TRELLIS 2 is a generative 3D model developed by Microsoft Research that produces high-fidelity 3D assets from single images or text prompts. As a significant upgrade to the original TRELLIS framework, this version scales the architecture to 4 billion parameters and introduces a novel sparse voxel representation known as O-Voxel. This "field-free" structure allows the model to accurately reconstruct complex and arbitrary topologies, including thin structures, open surfaces like leaves or clothing, and intricate internal geometries that often challenge traditional iso-surface fields.
Technically, the model utilizes a Sparse Compression VAE (SC-VAE) to achieve 16× spatial downsampling, encoding 3D data into a highly compact structured latent space. By processing these latents with a Diffusion Transformer (DiT) backbone, TRELLIS 2 generates high-resolution assets—up to 1536³ voxel resolution—at high speeds.

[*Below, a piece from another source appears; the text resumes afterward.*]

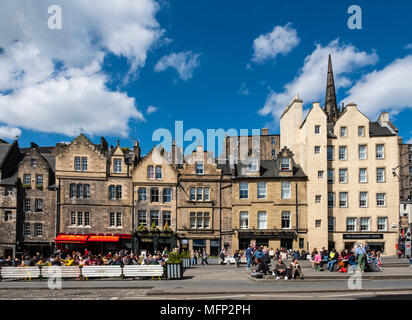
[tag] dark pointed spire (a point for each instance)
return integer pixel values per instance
(331, 106)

The pipeline is designed for efficiency, capable of generating a 512³ resolution mesh in approximately 3 seconds and a 1024³ resolution asset in under 20 seconds on modern hardware.

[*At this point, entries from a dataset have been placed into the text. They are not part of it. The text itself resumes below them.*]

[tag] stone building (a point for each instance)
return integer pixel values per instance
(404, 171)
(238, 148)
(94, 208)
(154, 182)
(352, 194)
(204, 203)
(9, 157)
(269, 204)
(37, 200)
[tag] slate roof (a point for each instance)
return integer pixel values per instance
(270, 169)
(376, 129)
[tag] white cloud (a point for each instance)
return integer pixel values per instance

A key feature of TRELLIS 2 is its integrated support for Physically Based Rendering (PBR) materials. Unlike models that only provide vertex colors, it generates comprehensive material channels, including Base Color, Metallic, Roughness, and Alpha (transparency). This enables the creation of photorealistic assets with realistic light interactions and translucent regions directly out of the box, supporting formats such as GLB and OBJ for immediate use in 3D software and game engines.